Ex-Dragoon - Frm what I was informed that is what happend.  There was no new pistol trial - just a certain (2K?) SigP225's acquired to replace some of the .38 spl Revolvers and the MP pistols.

Certain units/commands have tried (some apparently successfully) to acquire SigP226's based upon the theory that since the Hill has them they must be good and in the system.  I know this drove the LCMM SA nuts.


----------



## Spr.Earl (21 Mar 2005)

KevB re "the C8 to heavy" you must be kidding?
The C8 was designed as a crew weapon i.e drivers as we all know.
But I do like the F.N. with 5.56 but with a heavier gr.


----------



## ArmyAviator (22 Mar 2005)

> I think your fears about the Sig and lack of armourers is ill founded.  Svc Bn will have to service them, as they are now issued to MPs.  As more come into the system, there will be less of a problem, as I see it.



GW

I'll admit my experience is dated.  When we (I was with 408 THS at this time) went to Kosovo with the LDSh Recce Sqn, ahead of the PPCLI BG, the MP plt that provided the Airfield security had to take Brownings.  I inquired with the Plt OC and was told that the NSE could not support the Sig.



> As for the C8; if it were stowed in a better position so as to be "basically in the way of egressing" it may still be a viable option.  I don't mean by this that it actually be stowed in a bracket to actually block the crew from exiting, but to be in such a position that it will become an instinctive action to grab it on the way out.  Part of a handrail or something.



That idea has been floated and still exists however I would still want a pistol strapped to me.  Egressing out of a burning wreckage or upside down in the water, I may not have all my wits about me and completely forget about the C8.  This is why US Army aviators carry both. (Their equivalent of the C8 and the Beretta pistol.)  The problem is the Air Force says "choose one or the other, we aren't buying any additional weapons for 1 Wing".



> C8CQB (10.3") - at least you will have ammo compatibility with the troops -- IF you are down and with us - I don't think if you could not grab a C8 - you will have time for all the exotic ammo and mags that the other PDW contenders have.



Very good point (even if it doesn't read well  ;D).  One wonders if the C8CQB could be attached to the back or side of the LPSV (survival vest) in a manner so as not to interfere with flying ops?  Could we mod the seat back rest to allow this?  Maybe the gang at Wing could look into this?
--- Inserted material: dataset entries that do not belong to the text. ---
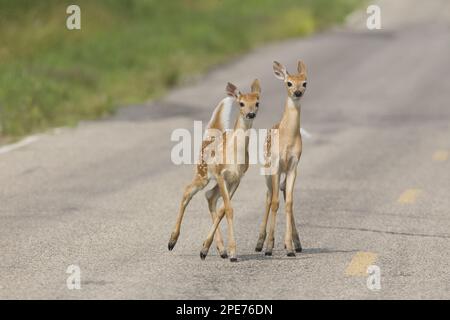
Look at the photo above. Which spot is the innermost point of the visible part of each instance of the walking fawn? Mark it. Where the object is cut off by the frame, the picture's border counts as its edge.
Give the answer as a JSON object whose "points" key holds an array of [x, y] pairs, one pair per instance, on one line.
{"points": [[284, 160], [216, 163]]}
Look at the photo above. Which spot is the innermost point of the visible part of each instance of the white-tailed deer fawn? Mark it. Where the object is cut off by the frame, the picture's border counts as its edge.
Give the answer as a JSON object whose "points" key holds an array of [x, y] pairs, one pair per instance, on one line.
{"points": [[225, 161], [283, 159]]}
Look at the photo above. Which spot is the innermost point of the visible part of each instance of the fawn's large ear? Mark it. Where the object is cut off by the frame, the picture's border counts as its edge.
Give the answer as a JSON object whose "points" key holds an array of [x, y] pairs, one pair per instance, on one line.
{"points": [[256, 87], [232, 90], [279, 70], [301, 67]]}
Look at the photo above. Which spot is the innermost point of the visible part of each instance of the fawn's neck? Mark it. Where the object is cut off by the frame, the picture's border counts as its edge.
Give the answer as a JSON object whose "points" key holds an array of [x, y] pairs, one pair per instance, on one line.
{"points": [[290, 121]]}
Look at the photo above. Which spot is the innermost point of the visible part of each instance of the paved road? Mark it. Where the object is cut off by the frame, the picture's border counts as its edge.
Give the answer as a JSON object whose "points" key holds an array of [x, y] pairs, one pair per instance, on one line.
{"points": [[373, 186]]}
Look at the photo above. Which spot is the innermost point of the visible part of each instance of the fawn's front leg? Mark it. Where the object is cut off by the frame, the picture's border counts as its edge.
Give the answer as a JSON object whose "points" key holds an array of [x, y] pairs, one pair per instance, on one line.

Duey?


----------



## Ex-Dragoon (22 Mar 2005)

Does not lefrance (or something like that make an even compact version of the M4..the M16K or something?


----------



## KevinB (22 Mar 2005)

Ex-Dragoon said:
			
		

> Does not lefrance (or something like that make an even compact version of the M4..the M16K or something?


Unfortunately anything shorter than the 10.3" barrel cannot use the carbine gas tube and is a "special" item - and ammuntion effectiveness is drastically reduced.  16" C8SFW is pretty much ideal


----------



## TangoTwoBravo (23 Mar 2005)

ArmyAviator,

I also like the idea of "crewmen" having both a pistol and a C8.  There is a bit more of a training and ammunition bill but I think that it is worth it.  Much like the crashed helicopter scenario, if you are bailing out of an AFV that has been hit you may not be able to grab the C8.  Pistols are also good to have for crews when dismounting to talk to locals etc.  Still, if you are getting out to establish security you certainly want more than a pistol and you would have the time to get the C8.  I think that an operational requirement could be demonstrated to justify the expenditure.

Cheers,

2B

p.s. KevinB, do you know if a pistol system for the Small Arms Trainer will be coming along any time soon?  I was told that we do not have it because the Army is thinking about a new pistol.


----------



## KevinB (23 Mar 2005)

2B

I heard (those birds  ;D ) there should be a Sig system out soon for the MP's etc...


----------